Chappell appeared in Ken Russell's The Devils, The Virgin and the Gipsy, Low Tide, and Basic Instinct 2. Writing about the last role, Ben Rawson-Jones reported that "Blake's 7 fans were...pleased to see their beloved Cally pop up in the film as a random solicitor....Chappell's most notable post-Cally role in science fiction was in the direct-to-video Doctor Who spinoff Shakedown: Return of the Sontarans in 1995. Parts in The Bill, Boon, Spooks and New Tricks have ensured a regular stream of work, in addition to plenty of stage performances."

Her theatre work has included work in Nottingham for Roland Joffe, Leicester and Stoke-on-Trent with Peter Cheeseman, three seasons with the Royal Shakespeare Company, including a notable production of Richard II, starring Ian Richardson, directed by John Barton. She performed in the plays of Peter Handke, Snoo Wilson, Arnold Wesker, Caryl Churchill, Howard Barker and in Mike Bartlett's My Child, directed by Sacha Wares at the Royal Court Theatre, London.
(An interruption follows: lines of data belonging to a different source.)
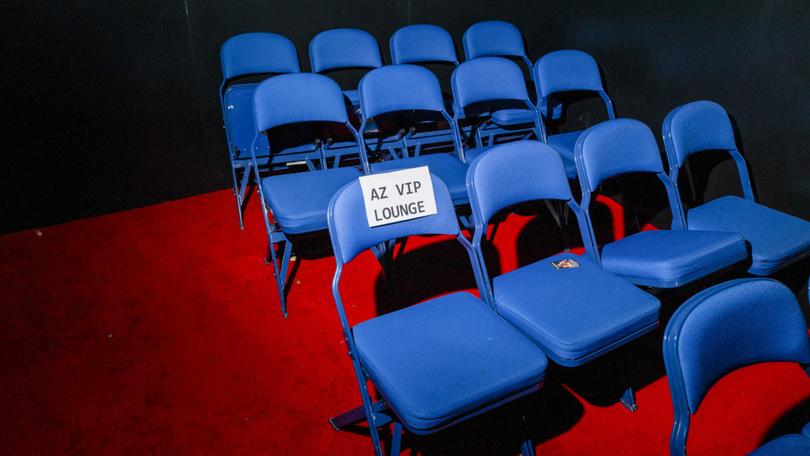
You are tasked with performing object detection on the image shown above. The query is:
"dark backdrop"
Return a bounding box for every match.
[1,0,807,233]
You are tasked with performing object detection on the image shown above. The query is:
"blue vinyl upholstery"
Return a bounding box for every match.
[546,130,582,178]
[254,73,350,131]
[663,278,810,455]
[463,21,529,62]
[369,154,469,205]
[467,140,660,370]
[220,32,300,81]
[389,24,459,64]
[663,100,810,275]
[309,28,383,73]
[750,423,810,456]
[327,175,547,452]
[574,119,748,288]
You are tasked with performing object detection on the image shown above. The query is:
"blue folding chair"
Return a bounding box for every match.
[250,73,363,317]
[533,50,616,178]
[327,173,547,456]
[451,57,542,159]
[663,278,810,455]
[663,100,810,276]
[462,20,538,134]
[309,28,383,108]
[358,64,469,207]
[219,32,301,228]
[574,118,749,288]
[467,140,661,411]
[750,423,810,456]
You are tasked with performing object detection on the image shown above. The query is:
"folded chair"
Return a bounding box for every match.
[358,64,469,207]
[327,173,548,456]
[251,73,363,317]
[309,28,383,108]
[219,32,301,228]
[462,20,537,134]
[663,278,810,455]
[451,57,542,160]
[467,140,661,410]
[574,119,749,288]
[663,100,810,276]
[533,50,616,178]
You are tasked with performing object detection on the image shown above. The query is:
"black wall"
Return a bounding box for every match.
[2,1,808,233]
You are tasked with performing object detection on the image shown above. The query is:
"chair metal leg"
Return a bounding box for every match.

Chappell appeared in three of the Tribunal plays for Nicolas Kent, including The Colour of Justice (about the Stephen Lawrence Inquiry) at the Tricycle Theatre in Kilburn, London. She played Presiley Baxendale (lawyer for the Scott Inquiry into "Arms for Iraq") in Half the Picture. She played the human rights lawyer, Gareth Peirce, in Guantanamo, which subsequently transferred to London's West End and was also performed in the Raeburn Building (US Congress) in Washington.

From 1999 to 2000, Jan Chappell also appeared in three episodes of MJTV's original audio sci-fi CD series Soldiers of Love as Sharliken and Mom.

In April 2010, she appeared at the Royal Exchange Theatre, Manchester in A Comedy of Errors directed by Paines Plough and Royal Shakespeare associate director Roxana Silbert.